Greetings … We received your letter and assistance, for which we are very grateful and appreciative. A big thank you to you. God willing, God should bless you in return in large measure…. please forgive me for the brief delay in my reply. I have been sick for a whole month. To all my ailments there has now been added high blood pressure, “hypertonia,” which is not easily treated.
… you asked me to tell you about our life before the evacuation and during the evacuation. I didn’t want to remember the terrible sufferings I lived through and I especially don’t want such terrible suffering ever to be repeated. I have never told all of this to anyone. It is terrifying.
When we were evacuated, at the train station they heaped us on (primitive) platform-cars, on which they loaded people, loaded so many that there wasn’t even room for a needle or pin. As we traveled along the route, German soldiers pursued and shot at us. The train would stop now and then and whoever dared would quickly jump off and run into the woods-those remained alive. When the shooting stopped we returned to our platforms. On the platforms we found killed and wounded people, the majority of them children and old people who hadn’t managed to escape from the shooting.

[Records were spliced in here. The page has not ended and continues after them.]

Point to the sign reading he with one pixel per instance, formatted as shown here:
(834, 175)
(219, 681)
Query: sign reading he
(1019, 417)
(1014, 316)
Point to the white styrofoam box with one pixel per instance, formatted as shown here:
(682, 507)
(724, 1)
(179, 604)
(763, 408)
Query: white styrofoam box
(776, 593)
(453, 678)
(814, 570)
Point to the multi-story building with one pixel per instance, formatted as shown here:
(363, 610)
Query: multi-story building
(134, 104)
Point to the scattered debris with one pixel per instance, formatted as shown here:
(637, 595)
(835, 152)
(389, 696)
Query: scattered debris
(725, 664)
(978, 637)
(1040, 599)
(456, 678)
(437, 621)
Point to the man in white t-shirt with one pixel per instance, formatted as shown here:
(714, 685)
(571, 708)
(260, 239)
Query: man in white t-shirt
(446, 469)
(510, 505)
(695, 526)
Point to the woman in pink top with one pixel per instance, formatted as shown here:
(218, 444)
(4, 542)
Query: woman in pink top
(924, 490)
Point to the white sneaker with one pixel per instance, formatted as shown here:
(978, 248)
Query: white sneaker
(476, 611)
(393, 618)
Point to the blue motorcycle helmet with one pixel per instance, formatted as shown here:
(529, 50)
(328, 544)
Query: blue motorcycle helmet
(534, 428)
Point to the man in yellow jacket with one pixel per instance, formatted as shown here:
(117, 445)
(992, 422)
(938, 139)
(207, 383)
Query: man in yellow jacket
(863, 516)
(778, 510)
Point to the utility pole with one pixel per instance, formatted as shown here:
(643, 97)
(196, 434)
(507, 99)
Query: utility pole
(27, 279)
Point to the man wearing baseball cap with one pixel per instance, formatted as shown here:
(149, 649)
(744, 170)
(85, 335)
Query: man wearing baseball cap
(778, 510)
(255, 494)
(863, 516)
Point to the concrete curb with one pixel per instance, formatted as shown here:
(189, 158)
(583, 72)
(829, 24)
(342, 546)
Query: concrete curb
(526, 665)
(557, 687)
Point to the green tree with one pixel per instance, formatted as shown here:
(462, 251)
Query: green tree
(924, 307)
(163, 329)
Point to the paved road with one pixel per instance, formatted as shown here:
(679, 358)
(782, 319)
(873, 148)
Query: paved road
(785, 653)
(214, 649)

They transported us to the northern Caucasus, to the Krasnodar Region, and from there they transported us to a kolkhoz (collective farm). There we worked for almost three months. During this time they managed to take my father into the real army, to the front. The Germans were approaching and beginning to seize the northern Caucasus, so we had to be evacuated a second time. This time they transported us to Central Asia, to the Uzbek Republic.
When we arrived in Central Asia, they also took us by [cart or transport] to the kolkhoz. There we were set to work picking cotton, for which they gave each of us about 200 grams a day of [some partially inedible remainder] of rice, [“kurmak”]. We prepared these [by moistening] and cooked them twice a day. We boiled water in a pot and sprinkled in two or three tablespoons of this so-called [kurmak]. This was all we had every single day and people were starving from hunger, were drying up and dying of hunger like flies. Our mother died at this time, from starvation. She wasn’t even 40 years old, and it happened on Purim in 1942.
After the death of my mother we, that is my younger sister Sonia and I, became ill with typhus, and my sister and I were put in the district hospital of the town of Bulungur, about 30 kilometers from Samarkand. When we recovered, we didn’t return to the kolkhoz. We remained in the district and studied, and for studying and working they gave us 400 grams of bread. In this way we survived the evacuation.
With this I will close. Write, ask, and I will answer. Stay alive and well. We wish you and your family and your dear ones health, happiness and success. May God bring all this to pass.